There are three different types of factors.
 1. Something you know
 2. Something you have
 3. Something you are

Something you know
This is the traditional password. That is something you know. The issue with any bit of information that you know is that someone else can know it too. If you keep your password secure following all the best practices (longer length, complexity, never share it, do not use the same password for multiple sites, etc.), you might think you are safe. However, there is an attack technique called Brute Forcing where the bad actor just throws an infinite number of passwords at a system. Eventually, your super-secure password will be cracked. There are mitigation controls in place such as account lockouts for too many bad password attempts. Social engineering is also very common where a bad actor tricks a person into revealing their password. A password alone is no longer enough to keep you secure.

Something you have
Something that most people have these days is a mobile phone. You browse the web, play games, text your friends/family/coworkers and on occasion, even make a phone call. Since this is something you have, it is an additional factor. You can receive a text message, phone call or use an authentication app on a mobile phone as an additional factor during the login process. You can also use a traditional landline phone. That locks you into a specific location such as your home or office but is an option as well for this type of factor.

Something you are
This factor is you. Something that is a part of you. Common examples are fingerprints, facial recognition and iris scans. When you unlock your phone with a fingerprint, that is a use for this type of factor. This is also known as biometrics.

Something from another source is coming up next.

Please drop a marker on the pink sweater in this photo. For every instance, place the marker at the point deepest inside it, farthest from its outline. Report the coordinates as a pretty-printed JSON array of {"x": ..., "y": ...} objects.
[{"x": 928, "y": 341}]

By combining two of these factors, you significantly decrease the chance that a bad actor can get into your account. The most common combination is a password and a mobile phone. In order to access your account, a bad actor would have to know your password AND have your mobile phone.

The first step in signing up is to register your additional authentication methods. To do this, visit the website https://aka.ms/mfasetup. Log on with your Winthrop username and password.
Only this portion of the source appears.